A re-imagined Spider-Man will open shortly — July 3rd, to be precise — and it has a lot of expectations to live up to… product placement expectations that is.
In the three Spider-Man films of the last decade, brandchannel spotted 98 identifiable brands or products. When it comes to heroic product placement, will the new The Amazing Spider-Man live up to the old? It appears off to a good start.
The web of brands already on board for the reboot of Peter Parker's tale is an impressive one, even by high profile comic books-to-movies standards like Thor, Iron Man and Captain America. The Amazing Spider-Man site lists 11 official partners. But there are many more that are unlisted.
Sony, of course, is leveraging its upcoming summer blockbuster to help promote its other brands. Additionally, there's Target and Nintendo and Gameloft. Visa and Kellogg's, OPI and Schick. Not every partner is a consumer product, however.
Stand Up To Cancer (SU2C) and The Amazing Spider-Man are teaming up and asking you to Be Amazing and Stand Up!" Spider-Man is even outsourcing its tie-ins. Snapdeal.com, which is "India’s leading e-commerce company," will offer "an exclusive and licensed range of Spiderman action toys and remote controlled vehicles."
Of course, one of the most fun details of any brand-superhero partnership are the press release puns!
"'The Amazing Spider-Man' Swings into Target"
"Twizzlers Twisted Web and Amazing Prizes"
"HAVE IT YOUR WAY® With a Side of Spiderman!"
Burger King's partnership seems to miss a once in a lifetime opportunity to offer sides of "Spiderham." It's unlikely Burger King will just re-run its ads from its 2007 Spider-Man 3 tie-in:
Meanwhile, here is Brad Haley, chief marketing officer for CKE Restaurants, parent of Carl’s Jr., for the win: “We know that with great burgers comes great responsibility." Bravo. (Though somebody at Sony might want to get Mr.
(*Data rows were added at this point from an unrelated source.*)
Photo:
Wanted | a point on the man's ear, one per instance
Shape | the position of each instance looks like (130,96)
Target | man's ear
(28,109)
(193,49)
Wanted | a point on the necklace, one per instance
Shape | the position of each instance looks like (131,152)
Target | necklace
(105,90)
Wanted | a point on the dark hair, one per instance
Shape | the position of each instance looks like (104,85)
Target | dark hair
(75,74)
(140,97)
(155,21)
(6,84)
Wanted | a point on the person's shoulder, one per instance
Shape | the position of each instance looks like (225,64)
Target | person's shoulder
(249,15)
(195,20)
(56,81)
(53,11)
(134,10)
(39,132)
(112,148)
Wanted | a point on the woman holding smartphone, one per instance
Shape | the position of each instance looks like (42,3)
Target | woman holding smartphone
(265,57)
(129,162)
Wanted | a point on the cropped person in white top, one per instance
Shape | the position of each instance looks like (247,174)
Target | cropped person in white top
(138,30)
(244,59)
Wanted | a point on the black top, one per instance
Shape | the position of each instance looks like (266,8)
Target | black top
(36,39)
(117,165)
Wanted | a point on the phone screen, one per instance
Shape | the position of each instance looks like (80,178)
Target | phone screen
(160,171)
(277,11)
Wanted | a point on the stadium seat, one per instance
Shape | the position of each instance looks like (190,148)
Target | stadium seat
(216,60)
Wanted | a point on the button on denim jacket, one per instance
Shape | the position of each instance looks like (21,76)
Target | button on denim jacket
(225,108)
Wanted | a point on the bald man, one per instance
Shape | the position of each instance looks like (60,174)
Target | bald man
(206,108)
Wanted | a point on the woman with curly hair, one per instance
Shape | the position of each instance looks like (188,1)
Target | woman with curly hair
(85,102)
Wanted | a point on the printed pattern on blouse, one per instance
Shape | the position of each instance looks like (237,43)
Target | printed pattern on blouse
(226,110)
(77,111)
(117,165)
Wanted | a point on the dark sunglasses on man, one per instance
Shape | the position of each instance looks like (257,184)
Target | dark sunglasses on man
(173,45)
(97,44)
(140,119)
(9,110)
Haley up to speed about not promoting the old Spider-Man franchise while launching a new one.)
Speaking of Carl's, it seems The King not Spider-Man's only burger joint. Carl's Jr. is also partnering with the web slinger for a "Spider-Man Eats Free" Fourth of July. As part of the promotion, "Spider-Man co-creator Stan Lee offers on-line advice to guests on how to dress to score a free Amazing Grilled Cheese Bacon Burger."
We have to admit that the Stride-Rite's "Spider-Man lighted shoe" which "will help any mini super hero feel like the real deal by giving them light-up powers" is pretty awesome.
It should go without saying that marketing tie-ins are not product placements. While it's unknown how many of The Amazing Spider-Man's partner (and non-partner) brands will appear onscreen, it's safe to guess more than one, less than 90. An early review of the film suggests it might be closer to the latter.
Letterboxxd's Nigel Floyd notes, "The ubiquitous product placement was disgusting and absurd: Peter Parker, a science-loving nerd, uses Bing as his default search engine?" (So the world's best-known web-slinger likes to not only sling it but Bing it?)
In the 2002 version of Spider-Man we spotted 37 noticeable brands and products. That decreased to 23 for 2004's Spider-Man 2 but then jumped back to 38 in 2007 for the third installment.
The first Spider-Man is best known for its gratuitous Dr. Pepper placement. By the third, web wiseacres had seen enough and began making entire spoof versions of "Product Placement Spider-Man":
While the film is certainly keeping pacing its predecessor when it comes to the number of off-screen marketing partners, will The Amazing Spider-Man tone down the product placement for a new generation? It seems to be in good hands. Credited as a "product placement consultant" for the film is Deb Cole, who served for 20 episodes on the product placement-heavy HBO series Entourage.